In this document

Introduction

ASP.NET Boilerplate provides IAbpSession interface to obtain current user and tenant without using ASP.NET's Session. IAbpSession is also fully integrated and used by other structures in ASP.NET Boilerplate (setting system and authorization system for instance).

Injecting Session

IAbpSession is generally property injected to needed classes unless it's not possible to work without session informations. If we use property injection, we can use NullAbpSession.Instance as default value as shown below:

public class MyClass : ITransientDependency
{
    public IAbpSession AbpSession { get; set; }

    public MyClass()
    {
        AbpSession = NullAbpSession.Instance;
    }

    public void MyMethod()
    {
        var currentUserId = AbpSession.UserId;
        //...
    }
}

Since authentication/authorization is an application layer task, it's adviced to use IAbpSession in application layer and upper layers (we don't use it in domain layer normally). ApplicationService, AbpController, AbpApiController and some other base classes has AbpSession already injected.
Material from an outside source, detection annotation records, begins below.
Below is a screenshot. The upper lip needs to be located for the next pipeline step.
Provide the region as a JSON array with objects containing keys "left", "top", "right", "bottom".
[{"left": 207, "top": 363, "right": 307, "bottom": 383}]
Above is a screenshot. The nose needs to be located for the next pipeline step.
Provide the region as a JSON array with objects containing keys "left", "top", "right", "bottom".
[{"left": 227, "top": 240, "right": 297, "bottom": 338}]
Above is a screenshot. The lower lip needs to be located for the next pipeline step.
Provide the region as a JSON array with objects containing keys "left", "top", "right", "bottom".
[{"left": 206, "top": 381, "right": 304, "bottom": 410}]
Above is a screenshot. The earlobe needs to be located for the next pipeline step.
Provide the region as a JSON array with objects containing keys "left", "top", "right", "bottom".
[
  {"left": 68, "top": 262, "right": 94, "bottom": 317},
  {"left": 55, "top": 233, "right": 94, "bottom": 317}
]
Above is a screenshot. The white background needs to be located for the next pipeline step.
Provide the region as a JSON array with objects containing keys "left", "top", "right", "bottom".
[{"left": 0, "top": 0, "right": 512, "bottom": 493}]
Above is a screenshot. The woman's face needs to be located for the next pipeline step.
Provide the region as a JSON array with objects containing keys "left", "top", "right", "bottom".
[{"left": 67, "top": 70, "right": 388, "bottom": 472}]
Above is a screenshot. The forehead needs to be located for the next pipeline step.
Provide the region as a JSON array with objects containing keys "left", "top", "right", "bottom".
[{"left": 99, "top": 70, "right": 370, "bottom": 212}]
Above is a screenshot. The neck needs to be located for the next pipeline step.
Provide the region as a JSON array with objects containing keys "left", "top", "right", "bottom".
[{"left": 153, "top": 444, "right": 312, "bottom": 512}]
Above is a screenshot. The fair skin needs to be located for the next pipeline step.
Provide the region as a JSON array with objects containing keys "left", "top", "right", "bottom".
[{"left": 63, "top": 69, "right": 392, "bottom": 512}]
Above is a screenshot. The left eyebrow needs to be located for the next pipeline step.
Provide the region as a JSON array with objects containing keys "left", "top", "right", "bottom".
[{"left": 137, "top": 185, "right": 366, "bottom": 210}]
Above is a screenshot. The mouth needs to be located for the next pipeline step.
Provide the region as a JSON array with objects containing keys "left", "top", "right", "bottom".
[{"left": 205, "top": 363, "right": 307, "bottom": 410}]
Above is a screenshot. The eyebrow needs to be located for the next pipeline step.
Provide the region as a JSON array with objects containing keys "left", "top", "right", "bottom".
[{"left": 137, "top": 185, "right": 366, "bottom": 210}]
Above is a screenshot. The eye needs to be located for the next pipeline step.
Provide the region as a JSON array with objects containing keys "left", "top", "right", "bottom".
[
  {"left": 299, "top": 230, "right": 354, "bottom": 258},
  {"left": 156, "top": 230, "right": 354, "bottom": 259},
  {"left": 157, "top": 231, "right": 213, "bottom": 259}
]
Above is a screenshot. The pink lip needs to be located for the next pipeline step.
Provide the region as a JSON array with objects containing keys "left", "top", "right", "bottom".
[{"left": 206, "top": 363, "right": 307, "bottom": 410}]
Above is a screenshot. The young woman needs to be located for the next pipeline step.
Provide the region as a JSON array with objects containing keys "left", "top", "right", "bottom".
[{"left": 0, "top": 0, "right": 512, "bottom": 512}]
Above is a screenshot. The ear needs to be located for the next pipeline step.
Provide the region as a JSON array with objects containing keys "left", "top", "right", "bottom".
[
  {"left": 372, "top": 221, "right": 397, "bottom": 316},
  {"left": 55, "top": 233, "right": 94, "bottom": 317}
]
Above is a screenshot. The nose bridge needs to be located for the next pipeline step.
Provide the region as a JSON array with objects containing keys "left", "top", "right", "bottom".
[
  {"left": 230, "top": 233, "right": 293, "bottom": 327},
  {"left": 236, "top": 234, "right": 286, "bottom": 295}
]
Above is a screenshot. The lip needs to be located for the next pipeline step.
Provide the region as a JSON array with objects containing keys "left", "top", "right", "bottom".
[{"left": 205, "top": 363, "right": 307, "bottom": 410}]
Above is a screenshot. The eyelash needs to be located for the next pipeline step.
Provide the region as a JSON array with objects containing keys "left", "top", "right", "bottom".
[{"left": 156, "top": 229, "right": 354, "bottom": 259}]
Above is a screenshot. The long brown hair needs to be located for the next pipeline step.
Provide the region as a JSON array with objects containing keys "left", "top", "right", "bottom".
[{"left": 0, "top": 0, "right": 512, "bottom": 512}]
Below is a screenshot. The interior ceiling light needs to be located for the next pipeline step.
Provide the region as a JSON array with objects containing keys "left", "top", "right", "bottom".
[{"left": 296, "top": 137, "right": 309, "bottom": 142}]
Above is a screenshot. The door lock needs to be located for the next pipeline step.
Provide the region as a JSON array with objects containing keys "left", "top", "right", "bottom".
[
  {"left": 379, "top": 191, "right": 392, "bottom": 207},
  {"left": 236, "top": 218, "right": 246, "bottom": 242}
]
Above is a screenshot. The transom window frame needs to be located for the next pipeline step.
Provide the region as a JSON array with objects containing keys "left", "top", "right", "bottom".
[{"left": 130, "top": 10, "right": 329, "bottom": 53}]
So, you can directly use AbpSession property in an application service method for instance.

Session Properties

AbpSession defines a few key properties:

  • UserId: Id of the current user or null if there is no current user. It can not be null if the calling code is authorized.
  • TenantId: Id of the current tenant or null if there is no current tenant (in case of user has not logged in or he is a host user).
  • ImpersonatorUserId: Id of the impersonator user if current session is impersonated by another user. It's null if this is not an impersonated login.
  • ImpersonatorTenantId: Id of the impersonator user's tenant, if current session is impersonated by another user. It's null if this is not an impersonated login.
  • MultiTenancySide: It may be Host or Tenant.

UserId and TenantId is nullable. There is also non-nullable GetUserId() and GetTenantId() methods. If you're sure there is a current user, you can call GetUserId(). If current user is null, this method throws exception. GetTenantId() is also similar.
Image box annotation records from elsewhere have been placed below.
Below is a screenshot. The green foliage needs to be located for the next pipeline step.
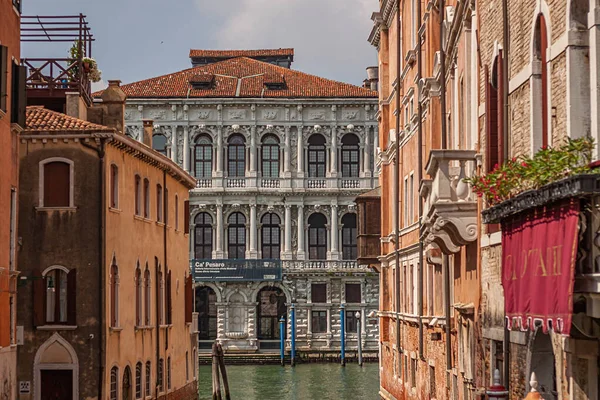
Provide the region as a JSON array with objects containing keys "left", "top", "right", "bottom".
[{"left": 464, "top": 137, "right": 594, "bottom": 206}]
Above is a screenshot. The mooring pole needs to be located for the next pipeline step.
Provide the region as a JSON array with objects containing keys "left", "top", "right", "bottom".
[
  {"left": 340, "top": 304, "right": 346, "bottom": 367},
  {"left": 355, "top": 311, "right": 362, "bottom": 367},
  {"left": 279, "top": 315, "right": 285, "bottom": 367},
  {"left": 290, "top": 304, "right": 296, "bottom": 367}
]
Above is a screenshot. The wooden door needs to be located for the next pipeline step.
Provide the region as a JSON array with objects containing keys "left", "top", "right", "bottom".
[{"left": 40, "top": 369, "right": 73, "bottom": 400}]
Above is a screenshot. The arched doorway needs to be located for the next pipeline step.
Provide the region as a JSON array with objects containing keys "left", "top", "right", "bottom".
[
  {"left": 256, "top": 287, "right": 287, "bottom": 349},
  {"left": 34, "top": 333, "right": 79, "bottom": 400},
  {"left": 121, "top": 366, "right": 133, "bottom": 400},
  {"left": 196, "top": 286, "right": 217, "bottom": 348},
  {"left": 528, "top": 328, "right": 558, "bottom": 400}
]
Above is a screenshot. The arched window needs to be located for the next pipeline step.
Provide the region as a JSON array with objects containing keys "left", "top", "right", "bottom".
[
  {"left": 135, "top": 362, "right": 142, "bottom": 399},
  {"left": 342, "top": 133, "right": 360, "bottom": 178},
  {"left": 121, "top": 366, "right": 132, "bottom": 400},
  {"left": 227, "top": 212, "right": 246, "bottom": 260},
  {"left": 144, "top": 263, "right": 152, "bottom": 326},
  {"left": 145, "top": 361, "right": 152, "bottom": 397},
  {"left": 135, "top": 175, "right": 142, "bottom": 215},
  {"left": 194, "top": 135, "right": 212, "bottom": 179},
  {"left": 227, "top": 135, "right": 246, "bottom": 177},
  {"left": 261, "top": 135, "right": 279, "bottom": 178},
  {"left": 342, "top": 214, "right": 357, "bottom": 260},
  {"left": 110, "top": 164, "right": 119, "bottom": 208},
  {"left": 144, "top": 179, "right": 150, "bottom": 218},
  {"left": 308, "top": 134, "right": 326, "bottom": 178},
  {"left": 531, "top": 14, "right": 550, "bottom": 153},
  {"left": 196, "top": 286, "right": 217, "bottom": 340},
  {"left": 152, "top": 133, "right": 167, "bottom": 156},
  {"left": 110, "top": 258, "right": 119, "bottom": 328},
  {"left": 308, "top": 213, "right": 327, "bottom": 260},
  {"left": 41, "top": 266, "right": 75, "bottom": 325},
  {"left": 39, "top": 158, "right": 74, "bottom": 208},
  {"left": 260, "top": 213, "right": 281, "bottom": 260},
  {"left": 135, "top": 261, "right": 144, "bottom": 326},
  {"left": 110, "top": 366, "right": 119, "bottom": 400},
  {"left": 194, "top": 212, "right": 212, "bottom": 259}
]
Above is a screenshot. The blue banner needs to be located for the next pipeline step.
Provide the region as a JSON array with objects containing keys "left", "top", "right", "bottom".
[{"left": 191, "top": 260, "right": 282, "bottom": 282}]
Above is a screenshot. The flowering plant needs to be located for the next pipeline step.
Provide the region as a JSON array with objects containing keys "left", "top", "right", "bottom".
[{"left": 464, "top": 137, "right": 594, "bottom": 206}]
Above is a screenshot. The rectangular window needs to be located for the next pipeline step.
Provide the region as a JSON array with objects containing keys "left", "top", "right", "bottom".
[
  {"left": 110, "top": 164, "right": 119, "bottom": 208},
  {"left": 42, "top": 161, "right": 71, "bottom": 207},
  {"left": 310, "top": 283, "right": 327, "bottom": 303},
  {"left": 144, "top": 179, "right": 150, "bottom": 218},
  {"left": 156, "top": 185, "right": 163, "bottom": 222},
  {"left": 346, "top": 283, "right": 362, "bottom": 303},
  {"left": 346, "top": 310, "right": 358, "bottom": 333},
  {"left": 312, "top": 311, "right": 327, "bottom": 333}
]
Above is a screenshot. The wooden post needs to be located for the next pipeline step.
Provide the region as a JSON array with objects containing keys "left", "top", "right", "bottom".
[
  {"left": 212, "top": 342, "right": 222, "bottom": 400},
  {"left": 217, "top": 344, "right": 231, "bottom": 400}
]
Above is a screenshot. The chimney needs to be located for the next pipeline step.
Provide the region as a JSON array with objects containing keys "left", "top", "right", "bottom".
[
  {"left": 102, "top": 80, "right": 127, "bottom": 134},
  {"left": 365, "top": 66, "right": 379, "bottom": 91},
  {"left": 142, "top": 119, "right": 154, "bottom": 148}
]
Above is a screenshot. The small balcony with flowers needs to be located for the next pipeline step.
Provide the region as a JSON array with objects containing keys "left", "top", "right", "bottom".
[
  {"left": 474, "top": 137, "right": 600, "bottom": 340},
  {"left": 419, "top": 150, "right": 480, "bottom": 254}
]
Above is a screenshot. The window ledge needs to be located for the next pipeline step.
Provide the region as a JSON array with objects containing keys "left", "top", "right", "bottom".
[
  {"left": 36, "top": 325, "right": 77, "bottom": 331},
  {"left": 35, "top": 207, "right": 77, "bottom": 212}
]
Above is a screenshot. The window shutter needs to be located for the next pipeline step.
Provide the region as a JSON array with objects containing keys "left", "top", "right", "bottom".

Impersonator properties are not common as other properties and generally used for audit logging purposes.

ClaimsAbpSession

ClaimsAbpSession is the default implementation of IAbpSession interface. It gets session properties (except MultiTenancySide, it's calculated) from claims of current user's princical. For a cookie based form authentication, it gets from cookies. Thus, it' well integrated to ASP.NET's authentication mechanism.

Overriding Current Session Values

In some specific cases, you may need to change/override session values for a limited scope. In such cases, you can use IAbpSession.Use method as shown below:

public class MyService
{
    private readonly IAbpSession _session;

    public MyService(IAbpSession session)
    {
        _session = session;
    }

    public void Test()
    {
        using (_session.Use(42, null))
        {
            var tenantId = _session.TenantId; //42
            var userId = _session.UserId; //null
        }
    }
}

Use method returns an IDisposable and it must be disposed. Once the return value is disposed, Session values are automatically restored the to previous values.

Warning!

Always use it in a using block as shown above. Otherwise, you may get unexpected session values. You can have nested Use blocks and they will work as you expect.

User Identifier

You can use .ToUserIdentifier() extension method to create a UserIdentifier object from IAbpSession. Since UserIdentifier is used in most API, this will simplify to create a UserIdentifier object for the current user.